The October 9 attack came in Malala's hometown Mingora in Swat, part of Pakistan's restive northwestern province Khyber Pakhtunkhwa, where insurgents bitterly opposed to a secular curriculum -- and girls' education in particular -- have destroyed hundreds of schools in recent years.
Militants have destroyed four schools in the last week alone, according to officials -- two on Wednesday in Mohmand tribal district and two more in Khyber Pakhtunkhwa.
The provincial government says more than 700,000 students have been affected, though casualties are low as most school attacks happen at night when students are at home.
"The insurgents mostly target girl's schools and order both teachers and students to stay inside their homes as per their version of Islamic teachings or face the dire consequences," said provincial Information Minister Iftikhar Hussain.
Naseem Baigam, a teacher at the government-run Islamia Collegiate girls' high school in Peshawar, the main city of Khyber Pakhtunkhwa, told AFP the destruction of schools and the attack on Malala had frightened parents.
But students at the school said they were inspired by Malala, who rose to prominence with a blog for the BBC chronicling life under the Taliban, the hardline Islamists who terrorised the picturesque Swat valley from 2007 until an army offensive in 2009.
"It is disappointing that Taliban are destroying schools," Saba Riaz, a final year student, told AFP.
"Such attacks are disturbing but Malala has given us courage to fight for the cause of education."
Her friend Razia Khan agreed: "Girls will never be scared by such attacks. In any case we will continue our studies, even if they are destroying schools or attacking girls like Malala."
But it is not only militancy that schools in Pakistan have to contend with.
The nuclear-armed nation's spending on education is tiny -- less than 2.5 percent of GDP, according to the UN children's agency UNICEF. Only nine countries in the world spend less on education.
Pakistan's official literacy rate is 58 percent, with less than half of women able to read and write, yet in 2011-12 the government's spending on defence was more than 10 times greater than education.
The country of 180 million people languishes near the bottom of the world literacy list, 159th out of 184 countries categorised by the UN Development Programme.
A recent UNESCO report said at least 5.1 million Pakistani children are out of school -- 63 percent of whom are girls.
Pakistan Social and Living Standards Measurement (PSLM), a government survey, found gender disparity in education across the country, but most severe in Khyber Pakhtunkhwa and Baluchistan provinces.
In Kohistan district of Khyber Pakhtunkhwa just six percent of students are girls, and in Baluchistan's Dera Bugti the figure falls to one percent.
Poverty is also a factor.
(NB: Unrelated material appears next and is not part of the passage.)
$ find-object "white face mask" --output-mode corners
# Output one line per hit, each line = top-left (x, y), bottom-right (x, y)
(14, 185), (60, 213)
More than a fifth of the population is classed as poor by the government, though activists believe the figure could be closer to 30 percent.
"People are getting poorer, that is making us more illiterate and more hungry. The girl child becomes the first casualty of poverty and illiteracy," said Tauseef Ahmed Khan, of Karachi's Urdu University.
Free and compulsory education is a right of Pakistani children enshrined in the constitution, but for many parents a child at school is a child not earning money -- an estimated 3.3 million under-14s in Pakistan work.
"A poor family prefers to send a boy to school. Most families think educating girls is wasting money, which can be saved and spent on their marriages," Zohra Yousuf, who heads the independent Human Rights Commission of Pakistan, said.
Girls often leave school young to join their parents in cottage industries and most poor girls are married off as teenagers.
But some parents are determined that their own children should have a different future, and see Malala as a hero.
Mother-of-four Azra Shabbir, now 32, was just 14 when her father married her off, forcing her to leave school and work with her husband in a shoe factory.
"I have two girls, both are in colleges like their brothers. I want to see them literate, see them prosperous no matter how much hard work I have to do for this," she said with a glint of hope in her eyes.
"Our poverty haunts us like Taliban, but we can fight against it, like Malala did against Taliban," she smiled.